You can come hang out in the slack if you want to ask questions directly: https://lunixbochs.herokuapp.com/

commented

I can see how running usercorn under gvisor would make it less complicated. Are you thinking about something like this:

  1. user executes $ usercorn example.out
  2. usercorn forks itself and runs a new process under gvisor where the binary is emulated
  3. the binary is communicating with gvisor, which is controlled by usercorn (e.g. to trace syscalls)

or something like that:

We look into how gvisor executes the syscalls and just use that interface?

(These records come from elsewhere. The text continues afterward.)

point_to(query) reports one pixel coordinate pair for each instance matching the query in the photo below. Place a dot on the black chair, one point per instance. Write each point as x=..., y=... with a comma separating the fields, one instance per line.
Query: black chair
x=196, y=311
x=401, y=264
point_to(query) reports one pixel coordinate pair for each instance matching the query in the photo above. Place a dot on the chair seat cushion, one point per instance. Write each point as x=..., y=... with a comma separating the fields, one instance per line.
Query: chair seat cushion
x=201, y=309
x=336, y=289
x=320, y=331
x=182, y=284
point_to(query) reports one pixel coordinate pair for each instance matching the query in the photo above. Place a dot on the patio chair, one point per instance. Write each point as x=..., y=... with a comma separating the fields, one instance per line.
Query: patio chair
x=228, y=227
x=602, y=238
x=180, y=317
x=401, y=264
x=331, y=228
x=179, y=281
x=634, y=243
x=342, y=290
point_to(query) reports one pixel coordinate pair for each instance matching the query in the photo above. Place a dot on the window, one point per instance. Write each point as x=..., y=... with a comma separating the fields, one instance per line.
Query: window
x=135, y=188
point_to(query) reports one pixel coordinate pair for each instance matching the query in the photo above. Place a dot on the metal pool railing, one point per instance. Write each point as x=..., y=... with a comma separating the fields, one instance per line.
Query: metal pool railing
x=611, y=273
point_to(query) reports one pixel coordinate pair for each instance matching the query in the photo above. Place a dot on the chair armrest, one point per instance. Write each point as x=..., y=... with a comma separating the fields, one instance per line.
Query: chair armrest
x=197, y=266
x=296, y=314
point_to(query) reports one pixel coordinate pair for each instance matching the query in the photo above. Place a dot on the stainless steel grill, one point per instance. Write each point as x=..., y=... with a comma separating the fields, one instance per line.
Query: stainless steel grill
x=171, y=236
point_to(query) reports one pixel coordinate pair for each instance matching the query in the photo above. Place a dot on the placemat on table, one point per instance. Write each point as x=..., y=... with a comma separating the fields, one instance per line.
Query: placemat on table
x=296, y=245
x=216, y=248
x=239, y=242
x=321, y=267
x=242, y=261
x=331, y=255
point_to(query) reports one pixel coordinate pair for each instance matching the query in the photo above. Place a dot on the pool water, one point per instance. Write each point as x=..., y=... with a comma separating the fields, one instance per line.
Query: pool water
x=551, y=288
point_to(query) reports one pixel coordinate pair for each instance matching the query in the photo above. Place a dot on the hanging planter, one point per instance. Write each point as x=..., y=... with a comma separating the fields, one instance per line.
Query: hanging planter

What about cross plattform? We might loose windows and osx support...

commented

What I propose is that we create an interface System:

type System interface {
  func getgroups(ngid int, gid *_Gid_t) (n int, err error)
  func setgroups(ngid int, gid *_Gid_t) (err error)
  func wait4(pid int, wstatus *_C_int, options int, rusage *Rusage) (wpid int, err error)
  func accept(s int, rsa *RawSockaddrAny, addrlen *_Socklen) (fd int, err error)
  // ....
}

And we put that as field of the Usercorn struct. And then instead of using the syscall package directly, we use the that interface (which defaults to just proxying all those calls to the syscall package)

There's no point in running usercorn under gvisor. Both usercorn and gvisor implement a virtual kernel in Go. You can just port parts of the gvisor kernel directly into usercorn.

The interface System you propose is exactly like the kernel objects we already have.